Puis il se releva. Tom s'en sortirait. Lentement, il détacha le collier qui n'avait pas quitté son cou depuis le 14 février et le posa délicatement sur la table de chevet. Et, sans un regard, il quitta la pièce. C'était fini, il n'avait plus confiance, il ne pouvait plus. Si Tom allait bien, alors il n'avait plus rien à faire ici. 

Après un dernier échange avec les parents de Tom (et un refus d'écouter son père qui tentait de le convaincre que Tom l'aimait et n'avait pas voulu lui faire de mal), Bill quitta la maison, le c½ur lourd, l'esprit embrumé. 

***

Dimanche 20 juin


- Putain Bill c'est au moins le 30ème message que je te laisse, je pense que t'as écouté ceux que je t'ai laissés avant sinon ta boîte serait saturée. Réponds-moi, s'il te plait, il faut qu'on parle. Je t'en supplie, laisse-moi au moins t'expliquer... J'en peux plus de cette situation... Tu me manques, quand j'ai vu ton collier ça m'a... Rappel moi, ok ? Je... Je t'aime Bill...
Bip, bip, bip...
Pour rappeler votre correspondant, faites le... 
Message supprimé
Fin des messages


Il reposa son portable sur la table en soupirant. Ҫa faisait 4 jours que Tom l'appelait sans arrêt. Il n'était plus du tout concentré en cours. Andréas avait bien essayé de le résonner, prenant même le parti de Tom. C'était le monde à l'envers, n'était-il pas censé être le meilleur ami de Bill ? Mais rien n'y faisait, le brun ne pouvait pas laisser passer les choses comme ça. N'y aurait-il eu que le mensonge, peut-être... Mais le chef avait affirmé que Tom avait récemment frappé quelqu'un. 

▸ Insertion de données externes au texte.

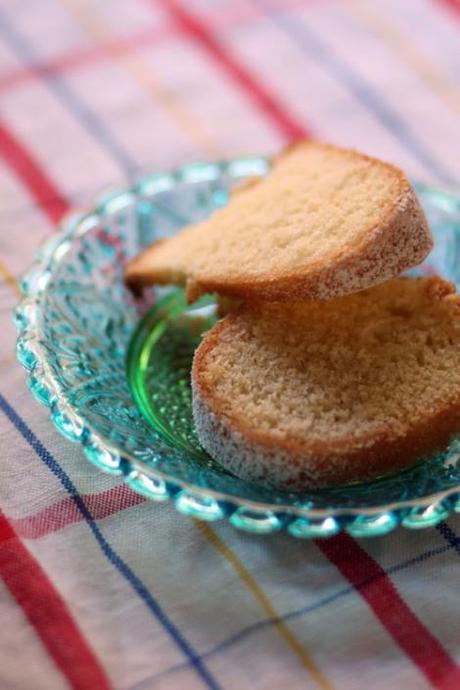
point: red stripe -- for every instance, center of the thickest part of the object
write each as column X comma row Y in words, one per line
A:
column 219, row 17
column 65, row 512
column 452, row 5
column 197, row 30
column 376, row 588
column 48, row 614
column 352, row 561
column 39, row 185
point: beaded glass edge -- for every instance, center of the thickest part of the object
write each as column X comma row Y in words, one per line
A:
column 204, row 504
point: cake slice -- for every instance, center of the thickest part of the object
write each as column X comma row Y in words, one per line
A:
column 326, row 221
column 320, row 394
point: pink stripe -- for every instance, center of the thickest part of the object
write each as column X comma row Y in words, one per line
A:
column 452, row 5
column 55, row 517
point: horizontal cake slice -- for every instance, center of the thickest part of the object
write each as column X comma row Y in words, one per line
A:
column 326, row 221
column 320, row 394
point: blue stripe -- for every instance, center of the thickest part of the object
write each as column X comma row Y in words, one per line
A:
column 449, row 535
column 319, row 52
column 265, row 623
column 69, row 98
column 137, row 585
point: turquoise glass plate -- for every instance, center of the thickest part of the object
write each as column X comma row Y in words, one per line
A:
column 114, row 372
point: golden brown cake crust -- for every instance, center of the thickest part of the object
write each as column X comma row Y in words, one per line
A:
column 400, row 239
column 295, row 464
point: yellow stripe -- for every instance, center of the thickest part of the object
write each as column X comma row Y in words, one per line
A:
column 265, row 604
column 401, row 44
column 9, row 279
column 145, row 77
column 171, row 103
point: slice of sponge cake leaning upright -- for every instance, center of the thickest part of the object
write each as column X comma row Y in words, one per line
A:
column 325, row 222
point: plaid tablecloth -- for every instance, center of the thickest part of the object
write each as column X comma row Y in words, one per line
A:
column 98, row 587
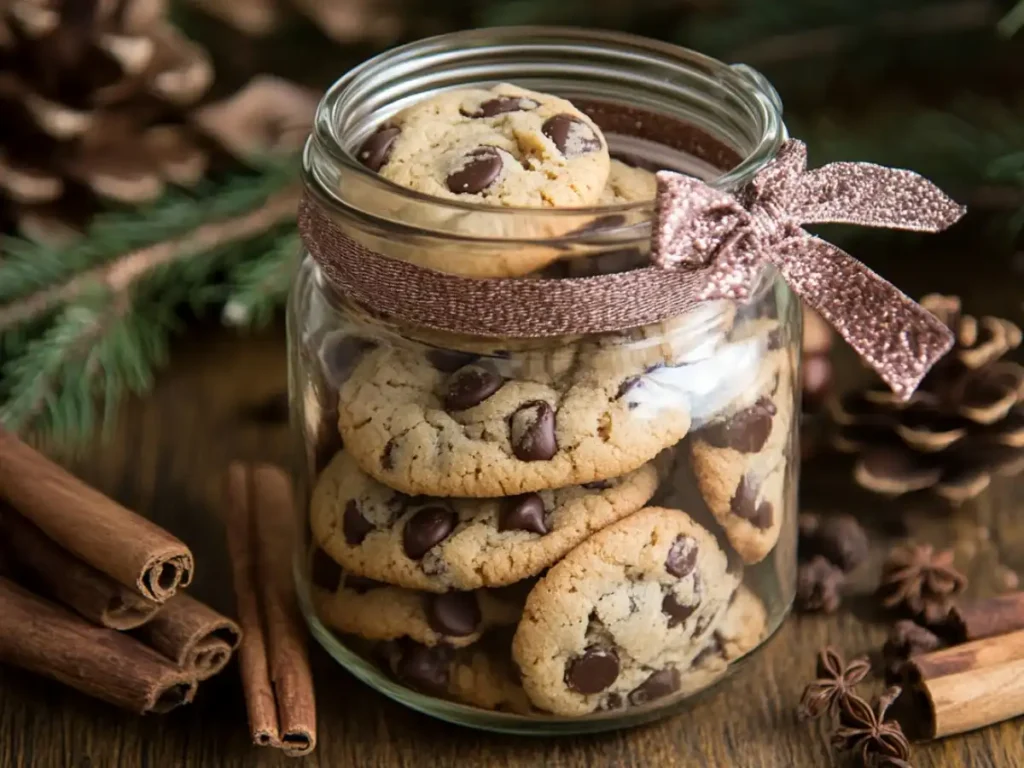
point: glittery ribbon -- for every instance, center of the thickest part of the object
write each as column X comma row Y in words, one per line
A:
column 729, row 239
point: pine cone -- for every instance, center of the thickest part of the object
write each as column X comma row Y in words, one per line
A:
column 96, row 98
column 377, row 22
column 964, row 425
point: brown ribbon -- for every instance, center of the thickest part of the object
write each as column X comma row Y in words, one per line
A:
column 722, row 241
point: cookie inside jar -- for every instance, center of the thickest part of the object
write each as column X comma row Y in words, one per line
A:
column 538, row 531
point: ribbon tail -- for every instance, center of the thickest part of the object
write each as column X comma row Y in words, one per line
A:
column 893, row 334
column 872, row 196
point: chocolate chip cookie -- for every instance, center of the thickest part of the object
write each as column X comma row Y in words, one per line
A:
column 441, row 544
column 499, row 146
column 619, row 620
column 481, row 675
column 739, row 461
column 376, row 610
column 494, row 428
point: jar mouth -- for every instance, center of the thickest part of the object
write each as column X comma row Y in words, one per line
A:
column 732, row 104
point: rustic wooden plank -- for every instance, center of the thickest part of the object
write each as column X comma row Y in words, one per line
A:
column 165, row 459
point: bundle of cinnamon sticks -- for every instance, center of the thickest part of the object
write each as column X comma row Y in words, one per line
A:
column 90, row 592
column 977, row 680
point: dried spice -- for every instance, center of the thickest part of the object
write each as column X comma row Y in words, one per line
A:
column 863, row 730
column 921, row 581
column 964, row 425
column 840, row 539
column 906, row 639
column 834, row 684
column 818, row 585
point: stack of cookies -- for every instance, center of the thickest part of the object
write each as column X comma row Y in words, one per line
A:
column 548, row 528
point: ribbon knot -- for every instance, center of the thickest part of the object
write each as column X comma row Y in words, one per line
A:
column 731, row 238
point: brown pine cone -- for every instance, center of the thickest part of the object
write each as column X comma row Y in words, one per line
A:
column 964, row 425
column 97, row 98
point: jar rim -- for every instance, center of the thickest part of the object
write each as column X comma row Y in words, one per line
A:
column 342, row 118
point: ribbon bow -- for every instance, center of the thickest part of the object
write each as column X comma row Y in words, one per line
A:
column 731, row 237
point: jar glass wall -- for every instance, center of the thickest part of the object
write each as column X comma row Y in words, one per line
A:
column 553, row 535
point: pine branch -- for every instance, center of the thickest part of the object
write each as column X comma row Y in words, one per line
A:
column 257, row 287
column 28, row 266
column 120, row 272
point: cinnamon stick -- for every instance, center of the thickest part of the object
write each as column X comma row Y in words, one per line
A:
column 966, row 657
column 59, row 574
column 969, row 699
column 125, row 546
column 46, row 639
column 272, row 657
column 193, row 635
column 981, row 619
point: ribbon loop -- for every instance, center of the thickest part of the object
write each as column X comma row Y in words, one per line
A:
column 733, row 237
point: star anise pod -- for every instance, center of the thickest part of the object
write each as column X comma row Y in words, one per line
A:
column 818, row 585
column 921, row 580
column 835, row 683
column 863, row 729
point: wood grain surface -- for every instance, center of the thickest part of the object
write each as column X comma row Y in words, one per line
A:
column 217, row 402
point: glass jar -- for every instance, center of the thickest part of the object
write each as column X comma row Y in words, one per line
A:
column 544, row 535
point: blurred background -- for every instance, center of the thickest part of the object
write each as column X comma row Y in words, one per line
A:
column 147, row 167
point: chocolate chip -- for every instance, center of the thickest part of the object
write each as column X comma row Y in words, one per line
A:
column 611, row 702
column 658, row 685
column 592, row 672
column 682, row 556
column 354, row 525
column 360, row 585
column 676, row 610
column 478, row 171
column 523, row 513
column 326, row 572
column 426, row 669
column 744, row 504
column 376, row 151
column 532, row 432
column 471, row 386
column 387, row 455
column 500, row 105
column 450, row 360
column 426, row 529
column 454, row 613
column 745, row 431
column 571, row 135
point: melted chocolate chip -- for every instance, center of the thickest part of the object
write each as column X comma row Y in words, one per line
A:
column 426, row 669
column 592, row 672
column 532, row 432
column 745, row 431
column 376, row 151
column 360, row 585
column 523, row 513
column 571, row 135
column 339, row 356
column 744, row 504
column 387, row 458
column 676, row 610
column 326, row 573
column 500, row 105
column 658, row 685
column 471, row 386
column 354, row 525
column 479, row 170
column 426, row 529
column 682, row 556
column 450, row 360
column 454, row 613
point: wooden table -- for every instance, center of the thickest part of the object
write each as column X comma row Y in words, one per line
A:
column 164, row 460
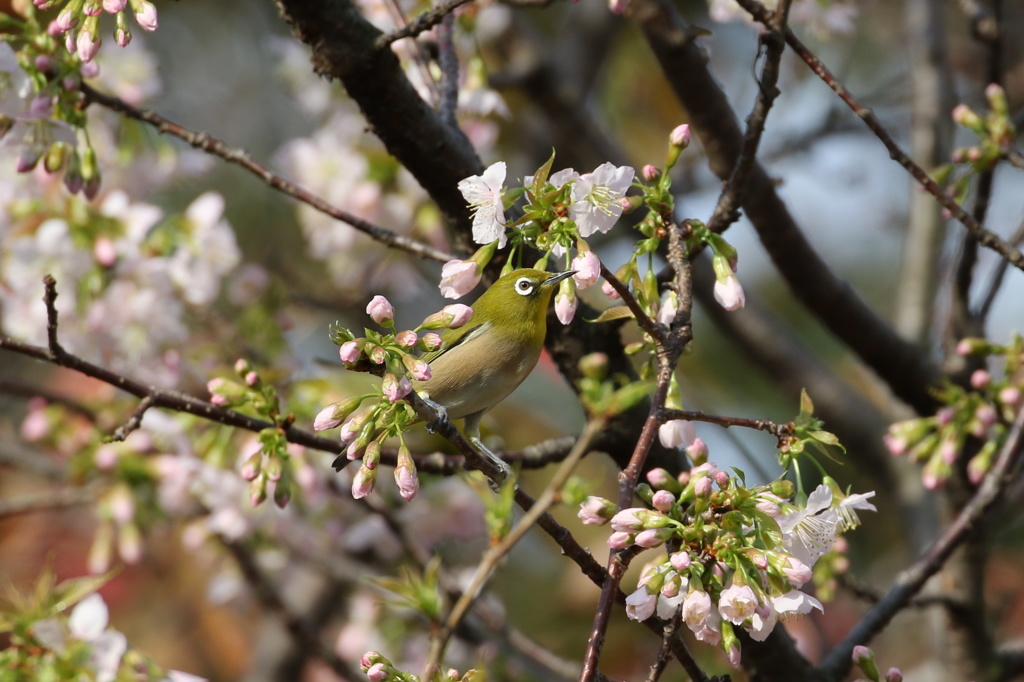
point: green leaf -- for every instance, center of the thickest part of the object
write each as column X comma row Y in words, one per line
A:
column 616, row 312
column 541, row 176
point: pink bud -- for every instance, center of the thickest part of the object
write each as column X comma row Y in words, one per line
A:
column 458, row 314
column 408, row 481
column 729, row 293
column 363, row 483
column 145, row 14
column 663, row 501
column 620, row 540
column 87, row 44
column 680, row 561
column 609, row 291
column 407, row 339
column 680, row 135
column 588, row 267
column 349, row 351
column 395, row 388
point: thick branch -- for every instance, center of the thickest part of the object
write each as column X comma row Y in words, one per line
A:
column 344, row 47
column 836, row 304
column 909, row 583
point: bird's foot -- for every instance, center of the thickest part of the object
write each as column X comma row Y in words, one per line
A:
column 504, row 470
column 441, row 421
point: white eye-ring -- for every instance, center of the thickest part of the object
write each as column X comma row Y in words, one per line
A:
column 524, row 286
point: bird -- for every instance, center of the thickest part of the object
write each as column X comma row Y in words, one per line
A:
column 480, row 364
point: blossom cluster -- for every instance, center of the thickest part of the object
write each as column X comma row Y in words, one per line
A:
column 77, row 645
column 736, row 556
column 364, row 429
column 562, row 209
column 970, row 422
column 128, row 276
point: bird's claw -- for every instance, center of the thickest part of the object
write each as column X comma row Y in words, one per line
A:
column 504, row 470
column 441, row 421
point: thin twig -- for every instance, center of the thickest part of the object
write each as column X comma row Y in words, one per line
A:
column 48, row 502
column 985, row 238
column 422, row 23
column 448, row 59
column 210, row 144
column 777, row 430
column 727, row 208
column 910, row 581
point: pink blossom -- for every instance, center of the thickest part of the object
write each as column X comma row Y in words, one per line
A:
column 641, row 604
column 588, row 267
column 676, row 432
column 459, row 278
column 696, row 608
column 736, row 603
column 484, row 196
column 729, row 293
column 797, row 571
column 380, row 310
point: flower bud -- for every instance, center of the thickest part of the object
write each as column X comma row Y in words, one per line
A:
column 407, row 339
column 350, row 351
column 430, row 342
column 416, row 367
column 363, row 483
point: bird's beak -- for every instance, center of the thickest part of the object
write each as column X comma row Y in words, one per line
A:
column 555, row 279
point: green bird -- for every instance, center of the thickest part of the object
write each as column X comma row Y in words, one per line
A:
column 481, row 363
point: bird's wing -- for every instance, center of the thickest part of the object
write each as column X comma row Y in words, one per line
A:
column 456, row 337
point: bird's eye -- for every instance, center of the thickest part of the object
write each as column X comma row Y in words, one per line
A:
column 523, row 287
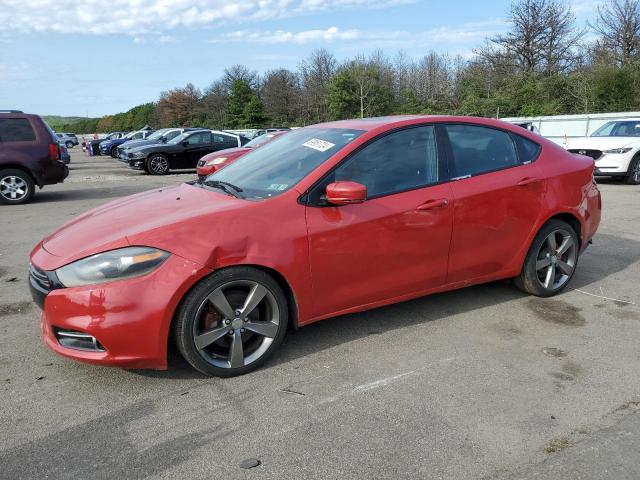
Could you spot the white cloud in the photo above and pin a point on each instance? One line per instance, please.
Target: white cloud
(138, 17)
(466, 33)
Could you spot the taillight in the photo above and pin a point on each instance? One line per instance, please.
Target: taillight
(53, 151)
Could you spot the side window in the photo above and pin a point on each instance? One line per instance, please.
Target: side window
(16, 130)
(527, 150)
(393, 163)
(480, 149)
(199, 138)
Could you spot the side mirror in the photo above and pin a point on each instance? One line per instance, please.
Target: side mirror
(346, 193)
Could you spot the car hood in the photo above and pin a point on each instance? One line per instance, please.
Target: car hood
(168, 218)
(602, 143)
(227, 152)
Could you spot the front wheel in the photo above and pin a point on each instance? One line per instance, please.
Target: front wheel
(16, 187)
(231, 322)
(158, 164)
(551, 261)
(633, 175)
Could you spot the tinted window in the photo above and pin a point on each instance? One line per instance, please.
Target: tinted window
(394, 163)
(199, 138)
(480, 149)
(277, 166)
(527, 150)
(16, 130)
(628, 128)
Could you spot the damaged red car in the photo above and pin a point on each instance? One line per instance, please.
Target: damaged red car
(329, 219)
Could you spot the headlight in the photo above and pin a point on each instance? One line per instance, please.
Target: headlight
(618, 150)
(216, 161)
(114, 265)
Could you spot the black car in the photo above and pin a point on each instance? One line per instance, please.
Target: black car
(163, 135)
(183, 152)
(29, 156)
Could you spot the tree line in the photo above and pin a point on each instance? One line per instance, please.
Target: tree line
(544, 64)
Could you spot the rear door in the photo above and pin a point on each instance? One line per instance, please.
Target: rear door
(199, 144)
(497, 194)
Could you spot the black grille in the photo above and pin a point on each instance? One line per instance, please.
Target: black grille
(40, 278)
(595, 154)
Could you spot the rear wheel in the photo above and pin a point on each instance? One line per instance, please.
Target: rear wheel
(16, 187)
(633, 174)
(157, 164)
(551, 261)
(231, 322)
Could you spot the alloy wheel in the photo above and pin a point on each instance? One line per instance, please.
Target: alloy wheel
(158, 165)
(236, 324)
(556, 259)
(13, 188)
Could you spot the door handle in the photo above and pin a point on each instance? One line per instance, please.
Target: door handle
(528, 181)
(433, 204)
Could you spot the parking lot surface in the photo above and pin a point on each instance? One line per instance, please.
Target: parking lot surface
(483, 382)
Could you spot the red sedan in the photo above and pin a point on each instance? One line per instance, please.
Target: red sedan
(215, 161)
(329, 219)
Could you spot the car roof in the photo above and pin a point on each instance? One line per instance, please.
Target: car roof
(386, 123)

Bien sûr, ça restait à vérifier. Mais Bill ne s'y risquerait pas, tout simplement parce qu'il savait qu'en revoyant Tom il ne pourrait pas lui en vouloir plus longtemps. Et il le devait. Si Tom lui avait mentit sur ce point, comment être sûr qu'il ne l'avait pas fait pour autre chose ? Ils avaient mis tellement de temps à obtenir la confiance de l'autre... Sa gorge se serra à ces souvenirs, tous ces moments passés à s'abandonner à l'autre sans se poser de question, sans avoir peur... 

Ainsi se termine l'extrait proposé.